The Democratic budget is broadly similar to Obama’s proposal and, although on paper it shows $1 trillion more in deficits over 10 years, the differences are likely to be smaller once the Congressional Budget Office scores Obama’s proposal using updated economic assumptions.
“It is similar but not identical with the president’s plan,” Van Hollen said of his approach, coming up for a vote this week in the House.
The biggest differences are, rather than identify specific tax loopholes to close, a politically risky undertaking, Van Hollen’s budget offers broad instructions to the Ways and Means Committee to go after tax breaks.
The other major difference is that the House Democratic budget fully reverses all sequester cuts to nondefense discretionary spending, Van Hollen said.
The defense base levels are the same, but the Democratic budget ends war funding for Afghanistan, saving $180 billion, compared to Obama’s plan.
“I don’t think it is logical to say, based on what happened to Ukraine, we should dramatically increase our defense budget,” Van Hollen said.
House Democrats also do not include $38 billion in "fence funding" for immigration enforcement that the Obama budget includes.
Van Hollen said Democrats expect the contrast between the House GOP budget, which cuts $5.1 trillion in spending, mostly from low-income programs, and the Democratic alternative would help motivate Democratic base voters in November.

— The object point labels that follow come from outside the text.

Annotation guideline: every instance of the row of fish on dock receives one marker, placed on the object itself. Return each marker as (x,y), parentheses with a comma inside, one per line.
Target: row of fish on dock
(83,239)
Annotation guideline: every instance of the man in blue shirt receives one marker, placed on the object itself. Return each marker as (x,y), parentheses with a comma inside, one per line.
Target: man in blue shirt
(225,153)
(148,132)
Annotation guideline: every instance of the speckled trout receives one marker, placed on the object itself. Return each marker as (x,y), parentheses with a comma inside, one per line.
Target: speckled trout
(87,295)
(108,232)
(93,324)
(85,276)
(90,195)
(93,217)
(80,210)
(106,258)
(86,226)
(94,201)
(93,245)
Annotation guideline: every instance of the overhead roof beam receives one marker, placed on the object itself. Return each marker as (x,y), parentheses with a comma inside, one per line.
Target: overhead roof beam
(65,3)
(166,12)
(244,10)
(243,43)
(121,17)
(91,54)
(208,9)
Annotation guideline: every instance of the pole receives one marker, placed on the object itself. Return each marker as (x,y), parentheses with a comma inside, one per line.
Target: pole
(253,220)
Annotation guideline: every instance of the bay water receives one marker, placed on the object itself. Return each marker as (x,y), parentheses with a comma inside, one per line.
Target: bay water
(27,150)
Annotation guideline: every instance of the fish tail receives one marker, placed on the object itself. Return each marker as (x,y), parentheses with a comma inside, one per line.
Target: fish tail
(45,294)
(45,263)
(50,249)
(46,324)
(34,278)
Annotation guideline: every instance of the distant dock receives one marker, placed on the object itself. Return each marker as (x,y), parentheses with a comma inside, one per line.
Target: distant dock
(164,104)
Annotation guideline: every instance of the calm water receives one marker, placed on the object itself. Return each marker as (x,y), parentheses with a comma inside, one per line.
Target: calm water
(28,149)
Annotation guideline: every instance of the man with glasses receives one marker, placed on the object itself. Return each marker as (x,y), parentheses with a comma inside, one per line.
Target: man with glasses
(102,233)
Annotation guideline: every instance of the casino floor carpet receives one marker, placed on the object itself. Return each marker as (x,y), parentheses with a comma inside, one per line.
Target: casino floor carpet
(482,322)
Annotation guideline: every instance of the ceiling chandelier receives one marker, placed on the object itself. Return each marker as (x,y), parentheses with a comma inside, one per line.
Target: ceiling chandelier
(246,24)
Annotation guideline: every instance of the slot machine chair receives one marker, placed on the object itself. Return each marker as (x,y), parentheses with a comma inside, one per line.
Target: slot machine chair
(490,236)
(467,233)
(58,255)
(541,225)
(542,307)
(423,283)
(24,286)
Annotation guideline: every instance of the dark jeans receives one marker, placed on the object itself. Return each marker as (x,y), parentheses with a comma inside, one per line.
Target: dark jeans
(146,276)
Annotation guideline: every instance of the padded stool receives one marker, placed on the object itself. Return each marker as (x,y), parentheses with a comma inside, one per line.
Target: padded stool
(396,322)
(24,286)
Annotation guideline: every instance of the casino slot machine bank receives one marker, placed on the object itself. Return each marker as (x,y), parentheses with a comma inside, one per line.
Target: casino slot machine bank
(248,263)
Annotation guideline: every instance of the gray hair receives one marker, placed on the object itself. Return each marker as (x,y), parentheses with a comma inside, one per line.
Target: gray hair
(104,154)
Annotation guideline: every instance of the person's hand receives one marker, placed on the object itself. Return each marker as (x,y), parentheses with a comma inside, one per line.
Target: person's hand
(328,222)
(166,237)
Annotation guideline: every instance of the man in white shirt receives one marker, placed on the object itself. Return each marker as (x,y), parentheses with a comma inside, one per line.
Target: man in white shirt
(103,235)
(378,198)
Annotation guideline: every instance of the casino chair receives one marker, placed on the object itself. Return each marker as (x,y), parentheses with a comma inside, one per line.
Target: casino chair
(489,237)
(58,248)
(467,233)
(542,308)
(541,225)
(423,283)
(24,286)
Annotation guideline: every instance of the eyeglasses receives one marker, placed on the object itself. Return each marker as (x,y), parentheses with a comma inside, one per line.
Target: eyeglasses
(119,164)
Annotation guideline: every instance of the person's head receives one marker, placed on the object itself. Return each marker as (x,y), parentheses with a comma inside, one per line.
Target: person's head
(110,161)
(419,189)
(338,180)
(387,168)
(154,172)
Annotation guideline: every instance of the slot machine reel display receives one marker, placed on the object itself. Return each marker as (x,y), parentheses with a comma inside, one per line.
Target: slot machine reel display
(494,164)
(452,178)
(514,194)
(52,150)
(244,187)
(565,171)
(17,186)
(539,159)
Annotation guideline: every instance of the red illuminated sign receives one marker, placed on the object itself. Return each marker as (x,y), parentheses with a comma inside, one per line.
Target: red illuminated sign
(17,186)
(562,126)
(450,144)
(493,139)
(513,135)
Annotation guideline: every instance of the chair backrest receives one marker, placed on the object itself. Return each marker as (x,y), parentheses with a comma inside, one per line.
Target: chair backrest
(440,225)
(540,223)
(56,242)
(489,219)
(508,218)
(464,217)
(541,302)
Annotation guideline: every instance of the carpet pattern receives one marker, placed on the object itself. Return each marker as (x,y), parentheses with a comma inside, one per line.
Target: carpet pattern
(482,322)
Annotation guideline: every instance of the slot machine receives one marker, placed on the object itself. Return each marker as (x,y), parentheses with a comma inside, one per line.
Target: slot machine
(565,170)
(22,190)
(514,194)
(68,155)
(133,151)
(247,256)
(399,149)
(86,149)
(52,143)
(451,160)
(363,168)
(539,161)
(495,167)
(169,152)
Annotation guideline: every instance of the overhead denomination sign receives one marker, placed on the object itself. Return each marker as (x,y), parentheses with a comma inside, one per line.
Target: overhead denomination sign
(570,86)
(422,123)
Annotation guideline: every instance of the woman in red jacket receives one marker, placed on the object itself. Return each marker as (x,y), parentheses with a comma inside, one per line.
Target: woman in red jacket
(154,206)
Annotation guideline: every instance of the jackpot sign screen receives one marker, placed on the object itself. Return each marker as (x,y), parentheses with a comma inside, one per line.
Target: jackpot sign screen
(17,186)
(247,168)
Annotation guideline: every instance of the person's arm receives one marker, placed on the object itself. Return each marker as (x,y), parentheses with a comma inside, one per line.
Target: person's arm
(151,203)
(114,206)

“Our budget motivates a lot of people, and their budget turns off a lot of people,” he said.
He said that, while repealing ObamaCare is the top concern for conservative base voters, swing voters are more concerned about the differences in economic policies between the parties.
“They could not be more stark, and this budget debate is Exhibit A,” Van Hollen said.
The ranking member said he remains a personal friend of Rep. Paul Ryan (R-Wis.) despite his “outrageous” plan.
“As a human being, I think his motivations are genuine, but I think his policies are incredibly misguided,” he said.
Van Hollen said a shutdown crisis could loom, when fiscal 2016 starts on Oct. 1, 2015, because Ryan’s budget cuts domestic spending by $43 billion below sequester levels.
“They are risking getting themselves dug into a government shutdown position,” he said. “People who are voting on this budget based on that promise are going to have a difficult time coming around to making the necessary compromises.”